California's Flintstones house safe from extinction following courtroom victory
From the town of Hillsborough, it's a page right out of history
Florence Fang is a a woman who had a bold dream. Unlike most of us, she was able to make her dream come true, buying a full-on Flintstones house made up of lumpy, brightly colored domes and filling its garden with statues of dinosaurs, characters from the show, and, for whatever reason, a modern giraffe. Obviously jealous of her artistic vision, officials from the city of Hillsborough, California tried to destroy her home by launching an extinction-level lawsuit that, we’re pleased to report, has now been settled in Fang’s favor.

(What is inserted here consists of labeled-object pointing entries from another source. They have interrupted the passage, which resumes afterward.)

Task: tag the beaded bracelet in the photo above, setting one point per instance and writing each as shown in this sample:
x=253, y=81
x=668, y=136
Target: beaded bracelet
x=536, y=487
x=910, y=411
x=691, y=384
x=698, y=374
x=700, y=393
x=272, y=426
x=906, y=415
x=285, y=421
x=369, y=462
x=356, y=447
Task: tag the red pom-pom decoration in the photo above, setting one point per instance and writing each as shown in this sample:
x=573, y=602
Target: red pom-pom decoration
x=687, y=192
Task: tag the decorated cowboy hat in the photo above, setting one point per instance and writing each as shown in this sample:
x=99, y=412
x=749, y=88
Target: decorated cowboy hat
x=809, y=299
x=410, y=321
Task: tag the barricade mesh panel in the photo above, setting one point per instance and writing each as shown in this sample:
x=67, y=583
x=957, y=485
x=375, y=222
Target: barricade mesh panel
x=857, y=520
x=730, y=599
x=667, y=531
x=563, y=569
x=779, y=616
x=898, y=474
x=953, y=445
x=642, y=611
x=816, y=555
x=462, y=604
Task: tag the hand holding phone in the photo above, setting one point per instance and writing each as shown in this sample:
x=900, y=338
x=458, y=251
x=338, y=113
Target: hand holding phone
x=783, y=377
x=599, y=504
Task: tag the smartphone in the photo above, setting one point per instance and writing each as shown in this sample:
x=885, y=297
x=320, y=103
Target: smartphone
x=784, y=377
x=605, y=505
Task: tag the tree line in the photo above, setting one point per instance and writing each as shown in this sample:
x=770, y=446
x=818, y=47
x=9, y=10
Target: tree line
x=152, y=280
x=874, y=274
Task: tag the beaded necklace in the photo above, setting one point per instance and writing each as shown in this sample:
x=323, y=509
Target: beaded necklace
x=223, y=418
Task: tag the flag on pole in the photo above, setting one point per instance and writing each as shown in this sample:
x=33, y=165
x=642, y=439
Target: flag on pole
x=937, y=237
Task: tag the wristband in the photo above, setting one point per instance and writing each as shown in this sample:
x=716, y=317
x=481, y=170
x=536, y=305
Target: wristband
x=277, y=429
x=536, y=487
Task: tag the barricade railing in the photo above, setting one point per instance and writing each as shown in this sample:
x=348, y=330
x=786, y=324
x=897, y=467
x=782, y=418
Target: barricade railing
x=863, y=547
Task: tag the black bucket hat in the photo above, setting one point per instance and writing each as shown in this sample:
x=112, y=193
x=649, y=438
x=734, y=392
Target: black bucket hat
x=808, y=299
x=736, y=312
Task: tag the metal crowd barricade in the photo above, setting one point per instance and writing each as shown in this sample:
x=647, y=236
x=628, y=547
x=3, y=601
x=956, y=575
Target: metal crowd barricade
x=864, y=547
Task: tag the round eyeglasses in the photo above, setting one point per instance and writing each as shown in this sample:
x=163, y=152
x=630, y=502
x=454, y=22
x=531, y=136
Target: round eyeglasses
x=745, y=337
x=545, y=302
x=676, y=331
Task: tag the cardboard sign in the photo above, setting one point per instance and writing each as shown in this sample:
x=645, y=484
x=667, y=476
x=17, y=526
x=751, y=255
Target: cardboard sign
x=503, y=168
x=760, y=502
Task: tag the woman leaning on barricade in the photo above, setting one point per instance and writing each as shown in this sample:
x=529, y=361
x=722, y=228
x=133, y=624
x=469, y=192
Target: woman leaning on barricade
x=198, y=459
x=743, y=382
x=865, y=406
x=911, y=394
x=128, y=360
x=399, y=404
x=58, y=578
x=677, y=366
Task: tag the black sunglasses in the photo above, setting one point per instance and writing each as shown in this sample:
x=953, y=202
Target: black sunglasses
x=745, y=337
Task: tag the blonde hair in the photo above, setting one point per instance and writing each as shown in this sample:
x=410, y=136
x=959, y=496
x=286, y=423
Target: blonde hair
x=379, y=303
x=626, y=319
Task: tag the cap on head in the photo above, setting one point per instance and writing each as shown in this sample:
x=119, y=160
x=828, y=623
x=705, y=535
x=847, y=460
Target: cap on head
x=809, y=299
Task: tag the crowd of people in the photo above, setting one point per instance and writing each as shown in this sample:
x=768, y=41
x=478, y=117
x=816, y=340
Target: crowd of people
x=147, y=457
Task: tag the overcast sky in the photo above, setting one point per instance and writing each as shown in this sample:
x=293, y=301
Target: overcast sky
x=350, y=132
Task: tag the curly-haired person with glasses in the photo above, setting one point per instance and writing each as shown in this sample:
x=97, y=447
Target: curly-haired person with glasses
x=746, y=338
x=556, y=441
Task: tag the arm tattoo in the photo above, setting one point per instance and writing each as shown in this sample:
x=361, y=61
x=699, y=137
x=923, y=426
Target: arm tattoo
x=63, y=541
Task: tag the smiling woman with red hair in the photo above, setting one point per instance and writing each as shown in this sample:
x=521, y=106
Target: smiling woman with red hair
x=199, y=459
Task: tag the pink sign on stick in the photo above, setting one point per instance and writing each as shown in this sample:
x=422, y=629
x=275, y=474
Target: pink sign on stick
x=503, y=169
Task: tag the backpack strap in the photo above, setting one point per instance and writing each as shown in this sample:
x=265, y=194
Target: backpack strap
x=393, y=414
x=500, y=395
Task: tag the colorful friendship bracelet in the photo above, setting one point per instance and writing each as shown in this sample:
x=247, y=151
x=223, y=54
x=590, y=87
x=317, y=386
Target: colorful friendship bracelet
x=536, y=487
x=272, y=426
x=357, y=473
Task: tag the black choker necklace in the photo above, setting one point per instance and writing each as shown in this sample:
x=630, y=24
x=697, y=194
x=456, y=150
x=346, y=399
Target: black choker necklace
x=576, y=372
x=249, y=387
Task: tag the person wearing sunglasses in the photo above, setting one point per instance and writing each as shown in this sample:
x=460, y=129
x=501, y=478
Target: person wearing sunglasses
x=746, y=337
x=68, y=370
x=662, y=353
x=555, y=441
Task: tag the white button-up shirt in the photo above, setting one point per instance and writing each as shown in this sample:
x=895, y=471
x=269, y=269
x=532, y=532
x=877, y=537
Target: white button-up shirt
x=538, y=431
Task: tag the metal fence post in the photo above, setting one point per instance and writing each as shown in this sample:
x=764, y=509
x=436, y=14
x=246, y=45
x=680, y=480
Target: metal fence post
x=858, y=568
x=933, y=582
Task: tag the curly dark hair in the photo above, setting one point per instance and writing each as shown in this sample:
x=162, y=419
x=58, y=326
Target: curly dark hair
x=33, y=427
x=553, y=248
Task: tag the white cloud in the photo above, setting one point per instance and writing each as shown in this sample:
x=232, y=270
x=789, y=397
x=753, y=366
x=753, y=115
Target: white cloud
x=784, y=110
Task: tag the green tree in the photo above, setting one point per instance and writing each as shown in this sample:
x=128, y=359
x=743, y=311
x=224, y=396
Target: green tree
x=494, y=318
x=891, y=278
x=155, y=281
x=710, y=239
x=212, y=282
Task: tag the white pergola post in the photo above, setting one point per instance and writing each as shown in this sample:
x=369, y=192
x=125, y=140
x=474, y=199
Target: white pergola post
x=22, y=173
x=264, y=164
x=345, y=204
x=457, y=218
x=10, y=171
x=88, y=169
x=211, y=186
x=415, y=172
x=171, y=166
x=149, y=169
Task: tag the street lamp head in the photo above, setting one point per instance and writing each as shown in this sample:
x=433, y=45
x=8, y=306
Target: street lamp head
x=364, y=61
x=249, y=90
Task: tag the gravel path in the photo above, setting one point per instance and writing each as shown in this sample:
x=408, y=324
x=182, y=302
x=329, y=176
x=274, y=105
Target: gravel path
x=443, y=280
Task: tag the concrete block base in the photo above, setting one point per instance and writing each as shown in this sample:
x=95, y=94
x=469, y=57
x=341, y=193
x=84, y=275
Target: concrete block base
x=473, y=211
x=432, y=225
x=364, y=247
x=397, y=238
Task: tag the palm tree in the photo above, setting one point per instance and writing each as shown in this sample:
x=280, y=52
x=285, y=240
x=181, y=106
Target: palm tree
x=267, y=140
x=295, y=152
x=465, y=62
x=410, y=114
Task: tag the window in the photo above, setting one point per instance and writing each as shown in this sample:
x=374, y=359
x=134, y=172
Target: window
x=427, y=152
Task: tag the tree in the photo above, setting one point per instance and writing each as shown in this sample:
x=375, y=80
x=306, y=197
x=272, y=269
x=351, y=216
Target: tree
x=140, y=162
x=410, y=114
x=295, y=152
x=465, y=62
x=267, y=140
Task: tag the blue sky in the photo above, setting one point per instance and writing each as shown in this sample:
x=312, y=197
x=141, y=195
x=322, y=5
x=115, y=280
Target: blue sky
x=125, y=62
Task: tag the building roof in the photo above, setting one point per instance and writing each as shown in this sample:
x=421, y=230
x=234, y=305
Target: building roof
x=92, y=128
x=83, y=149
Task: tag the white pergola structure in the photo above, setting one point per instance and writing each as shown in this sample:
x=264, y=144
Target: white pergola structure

CNN marked this victory with a story about the lawsuit, brought against Fang in 2019 by “local officials” who claimed her house was a public nuisance that “violated codes.” She counter-sued, winning the right to have cool dinosaur statues outside of her home, and the ability to “apply for building permits for changes to the property” going forward. She was also awarded $125,000, which should be enough to cover the installation of at least one more towering prehistoric beast.
A Business Insider video provides the origins of the home. It was built in 1976 by an architect who says he was more inspired by the domed ceiling of Istanbul’s Blue Mosque than by the architecture of a Hanna-Barbera cartoon. Nonetheless, Fang bought the place in 2017—for $2.8 million goddamned dollars—and decided to capitalize on the Stone Age features by really leaning into the Flintstones aspects of its aesthetic.
Where Lord George Of R.R. Martin has so far failed to defeat local authorities in a quest to live in a fantasy world, Fang has triumphed. Good for her, we say. Maybe, if she’s really lucky, that Flintstones reboot can film a few scenes in her living room.